The case of Sony Corp. versus Universal Studios, which established the fair use doctrine, “is pretty much intact in, perhaps, a way limited by the facts,” Oman said. “Three of the justices said the Sony decision is irrelevant in this case and three said [Grokster] had met the Sony criteria and by specific acts had violated those criteria of the Sony decision.”
The court found that Grokster wasnt “merely selling a device that could be used for infringing activity. It was a device or software that was designed to encourage the illegal activity,” Oman said.
In that case, Grokster couldnt claim that its file-swapping service represented fair use as was deemed legal in the Sony vs. Universal decision.
Oman was one of a group of attorneys and law professors that filed a “friend of the court” brief with the Supreme Court, arguing the view that “Grokster is trading on the illegal activity of its subscribers,” he said.

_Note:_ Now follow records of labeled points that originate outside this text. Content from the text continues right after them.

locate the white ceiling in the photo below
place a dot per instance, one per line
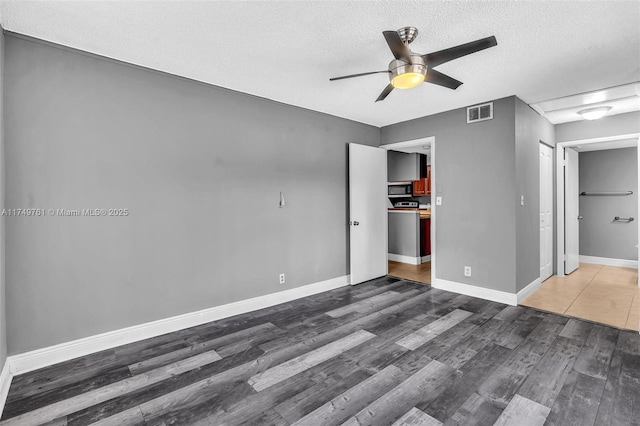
(286, 51)
(601, 146)
(620, 99)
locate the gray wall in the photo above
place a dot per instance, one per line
(531, 129)
(3, 328)
(610, 170)
(475, 171)
(200, 170)
(621, 124)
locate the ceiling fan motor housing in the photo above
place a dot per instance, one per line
(404, 75)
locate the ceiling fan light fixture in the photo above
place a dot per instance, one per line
(594, 113)
(407, 76)
(408, 80)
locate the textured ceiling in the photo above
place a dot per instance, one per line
(286, 51)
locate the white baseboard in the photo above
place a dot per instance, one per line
(529, 289)
(475, 291)
(44, 357)
(5, 383)
(404, 259)
(609, 262)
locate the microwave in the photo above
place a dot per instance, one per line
(400, 189)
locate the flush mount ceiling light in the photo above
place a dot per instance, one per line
(594, 113)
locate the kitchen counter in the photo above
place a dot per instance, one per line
(424, 213)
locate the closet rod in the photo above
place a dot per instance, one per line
(607, 193)
(623, 219)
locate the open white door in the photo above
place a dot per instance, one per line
(367, 212)
(571, 213)
(546, 211)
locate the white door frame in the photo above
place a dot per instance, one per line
(553, 152)
(430, 140)
(560, 147)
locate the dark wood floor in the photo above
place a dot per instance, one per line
(384, 352)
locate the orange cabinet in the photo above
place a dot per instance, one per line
(423, 186)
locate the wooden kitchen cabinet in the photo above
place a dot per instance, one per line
(425, 237)
(423, 186)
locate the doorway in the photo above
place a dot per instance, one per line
(596, 265)
(411, 228)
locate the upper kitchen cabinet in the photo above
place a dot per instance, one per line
(402, 166)
(423, 186)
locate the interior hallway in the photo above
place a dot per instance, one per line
(604, 294)
(419, 273)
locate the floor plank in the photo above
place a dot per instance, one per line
(387, 351)
(523, 412)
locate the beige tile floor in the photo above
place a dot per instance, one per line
(604, 294)
(420, 273)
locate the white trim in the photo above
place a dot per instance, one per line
(404, 259)
(475, 291)
(44, 357)
(529, 289)
(5, 383)
(624, 263)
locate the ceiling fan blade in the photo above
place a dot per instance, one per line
(358, 75)
(440, 57)
(436, 77)
(385, 92)
(397, 46)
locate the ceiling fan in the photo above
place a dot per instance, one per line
(411, 69)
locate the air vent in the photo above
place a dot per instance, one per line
(480, 112)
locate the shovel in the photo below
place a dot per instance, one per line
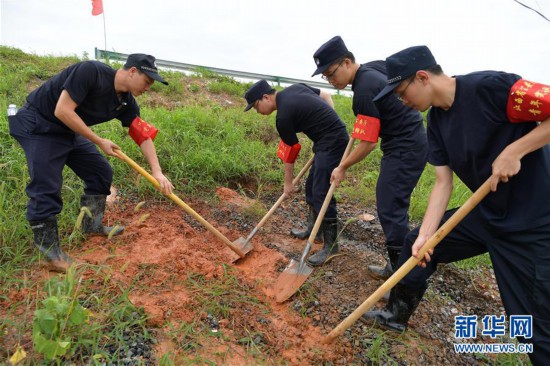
(241, 252)
(449, 225)
(296, 273)
(245, 243)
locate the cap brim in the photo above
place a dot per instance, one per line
(321, 69)
(156, 77)
(387, 90)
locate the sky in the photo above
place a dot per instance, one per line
(279, 37)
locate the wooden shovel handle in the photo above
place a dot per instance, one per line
(328, 197)
(284, 195)
(180, 203)
(449, 225)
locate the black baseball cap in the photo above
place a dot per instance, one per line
(404, 64)
(256, 92)
(328, 53)
(146, 64)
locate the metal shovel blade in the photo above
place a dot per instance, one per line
(242, 244)
(291, 279)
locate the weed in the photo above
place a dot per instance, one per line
(62, 323)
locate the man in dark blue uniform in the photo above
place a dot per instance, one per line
(483, 125)
(53, 129)
(402, 134)
(301, 108)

Companies like Grokster aim to “induce the infringing activity of their customers, and they benefit from that inducement in terms of being able to sell advertising to increase the number of people who are viewing their site,” Oman said.
Groksters business plan “requires acts of infringement on a large percentage scale,” and that use is “not shielded by the laws limiting liability in the Sony case,” he said.
The key difference between the two cases is that the video players and recorders in the Sony case were analog devices. Owners couldnt easily use their recorders to produce hundreds or thousands of movie videos for their friends or for anyone willing to pay for them.